От перрона до подъезда моего дома и в самом деле недалеко. Но Птица купил шесть бутылок «Мартовского» пива и с пакетом, несколько тяжеловатым, решил доехать прямо до подъезда. С тем чтобы, если он не застанет меня, выпить бутылку-другую на лавочке, а после отправиться на поиски, постепенно утоляя неистребимую жажду. По своей привычке он спутал подъезды, поднялся до восьмого этажа, обнаружил, что и дверь не та, и номер другой, спустился, вышел и тут-то увидел, как меня выводят и сажают. Я тоже увидел его и мотнул головой, расширяя глаза. И Птица остался стоять там, где стоял, у соседнего подъезда, и виду не подал, что сомневается. А машина его отпущенная — вот она. Здесь еще хозяин, копается в багажнике.

На шоссе Птица повел себя совершеннейшим мужчиной и следопытом. «Фордик» запомнил и углядел на обочине, верстах в семи от поселка. Велел подъехать метров на сто и остановиться. Хозяину дал еще денег и велел ждать.

Когда они поскреблись в дверь и постучали ключиком от машины, я просто-напросто открыл. Тех, что бегали за мной по озеру, в бригаде сейчас не было. Один, должно быть, подо льдом, а другой отдыхает. Всего гостей четверо. Первый остался у дверей, а трое сразу прошли в комнату. «Извини, что без приглашения, — сказал старший по команде, — чаю не предлагай, не нужно».

Прошел в комнату и я. Сел в кресло, поднял с пола книгу. Это орфографический словарь. Я открыл его и обнаружил совершенно непонятное слово — «расщебениваться». Что бы оно могло значить?

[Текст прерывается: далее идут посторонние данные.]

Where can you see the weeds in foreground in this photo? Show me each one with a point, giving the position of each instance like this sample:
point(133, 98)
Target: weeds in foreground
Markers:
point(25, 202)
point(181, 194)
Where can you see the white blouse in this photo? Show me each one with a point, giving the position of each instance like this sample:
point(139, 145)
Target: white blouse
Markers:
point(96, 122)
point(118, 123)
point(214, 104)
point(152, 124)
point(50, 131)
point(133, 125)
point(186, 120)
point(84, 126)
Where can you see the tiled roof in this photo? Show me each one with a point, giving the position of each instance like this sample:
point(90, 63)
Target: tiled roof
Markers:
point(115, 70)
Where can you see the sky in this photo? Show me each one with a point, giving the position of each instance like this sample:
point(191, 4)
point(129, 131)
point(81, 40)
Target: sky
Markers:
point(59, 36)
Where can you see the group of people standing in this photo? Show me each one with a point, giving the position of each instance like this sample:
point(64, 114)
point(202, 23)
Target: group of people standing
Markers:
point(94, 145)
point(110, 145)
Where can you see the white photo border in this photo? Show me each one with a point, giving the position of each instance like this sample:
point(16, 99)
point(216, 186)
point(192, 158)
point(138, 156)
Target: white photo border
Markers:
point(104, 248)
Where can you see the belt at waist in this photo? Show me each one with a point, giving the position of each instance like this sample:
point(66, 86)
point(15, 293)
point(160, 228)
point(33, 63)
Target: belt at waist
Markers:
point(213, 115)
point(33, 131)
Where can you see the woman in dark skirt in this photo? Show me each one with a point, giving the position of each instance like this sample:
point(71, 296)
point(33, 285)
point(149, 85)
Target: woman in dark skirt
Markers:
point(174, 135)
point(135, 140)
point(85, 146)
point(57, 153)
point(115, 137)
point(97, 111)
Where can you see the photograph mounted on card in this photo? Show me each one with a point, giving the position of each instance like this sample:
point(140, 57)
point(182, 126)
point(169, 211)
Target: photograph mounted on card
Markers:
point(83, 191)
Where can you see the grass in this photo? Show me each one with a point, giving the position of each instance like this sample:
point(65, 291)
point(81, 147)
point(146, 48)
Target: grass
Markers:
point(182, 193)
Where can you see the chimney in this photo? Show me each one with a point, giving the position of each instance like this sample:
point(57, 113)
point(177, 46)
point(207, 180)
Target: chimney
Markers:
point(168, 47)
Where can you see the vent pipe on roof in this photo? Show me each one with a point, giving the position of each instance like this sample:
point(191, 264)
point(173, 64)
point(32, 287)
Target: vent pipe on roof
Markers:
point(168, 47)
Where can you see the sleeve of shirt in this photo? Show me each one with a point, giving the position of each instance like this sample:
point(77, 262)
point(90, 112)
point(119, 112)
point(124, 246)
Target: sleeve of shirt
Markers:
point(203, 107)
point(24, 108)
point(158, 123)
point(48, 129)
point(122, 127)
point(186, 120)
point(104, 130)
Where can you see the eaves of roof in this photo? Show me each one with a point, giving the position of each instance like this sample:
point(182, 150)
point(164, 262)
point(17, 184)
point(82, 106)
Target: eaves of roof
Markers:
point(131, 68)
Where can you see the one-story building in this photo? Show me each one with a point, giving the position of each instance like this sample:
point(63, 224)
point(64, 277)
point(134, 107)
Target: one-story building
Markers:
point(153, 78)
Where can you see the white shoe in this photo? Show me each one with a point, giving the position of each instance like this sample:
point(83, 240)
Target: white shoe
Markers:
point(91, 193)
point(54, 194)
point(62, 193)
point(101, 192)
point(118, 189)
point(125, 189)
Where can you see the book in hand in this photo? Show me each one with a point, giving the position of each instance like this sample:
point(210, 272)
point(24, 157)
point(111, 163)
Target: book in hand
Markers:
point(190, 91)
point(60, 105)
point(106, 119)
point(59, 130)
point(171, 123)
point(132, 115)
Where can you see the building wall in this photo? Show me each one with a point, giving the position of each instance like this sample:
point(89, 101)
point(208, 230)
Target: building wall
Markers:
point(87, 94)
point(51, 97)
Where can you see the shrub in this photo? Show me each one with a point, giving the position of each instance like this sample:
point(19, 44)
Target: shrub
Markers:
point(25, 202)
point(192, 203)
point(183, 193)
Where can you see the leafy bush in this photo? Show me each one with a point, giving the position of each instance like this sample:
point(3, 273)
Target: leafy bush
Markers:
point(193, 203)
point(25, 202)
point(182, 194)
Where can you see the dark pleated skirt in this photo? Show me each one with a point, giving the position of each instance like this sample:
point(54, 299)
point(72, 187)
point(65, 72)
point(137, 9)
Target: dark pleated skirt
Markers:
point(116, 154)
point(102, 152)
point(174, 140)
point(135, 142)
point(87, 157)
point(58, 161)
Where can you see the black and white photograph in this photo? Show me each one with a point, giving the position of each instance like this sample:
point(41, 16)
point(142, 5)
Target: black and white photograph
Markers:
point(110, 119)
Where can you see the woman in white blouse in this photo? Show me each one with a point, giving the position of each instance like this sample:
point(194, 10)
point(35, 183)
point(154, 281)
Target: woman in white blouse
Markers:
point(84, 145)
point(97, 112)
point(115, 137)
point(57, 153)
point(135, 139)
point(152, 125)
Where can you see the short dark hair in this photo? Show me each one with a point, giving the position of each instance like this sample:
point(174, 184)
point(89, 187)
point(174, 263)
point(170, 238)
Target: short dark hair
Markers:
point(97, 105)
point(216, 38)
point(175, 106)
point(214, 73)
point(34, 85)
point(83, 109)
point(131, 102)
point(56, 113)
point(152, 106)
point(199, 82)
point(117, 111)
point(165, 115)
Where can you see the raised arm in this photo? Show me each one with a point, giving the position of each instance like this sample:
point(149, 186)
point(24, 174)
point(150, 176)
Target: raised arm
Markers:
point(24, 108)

Двое младших чинов смотрят в окно, а командир поднимает книжку наугад, и, видно, ему попадается какая-то дурь, потому что он ее бросает вновь на пол, потом опять садится в пустое кресло. Я тем временем нахожу еще одно замечательное слово — «обындевелый». Меня, должно быть, повезут сейчас к озерам. Туда они проторили уже дорожку. Или подальше, к дачам. Там сейчас ни души. Лес, тишина, домики. Буду лежать обындевелый и спокойный. Лишь бы горло не резали, как Леве. Бригадир поднимается, совершает путешествие по квартире, возвращается. Это мужик моего возраста. В свитерке, в джинсах. Мужик как мужик, лицо не спитое. Свежее лицо. Он смотрит на меня с сожалением и грустью.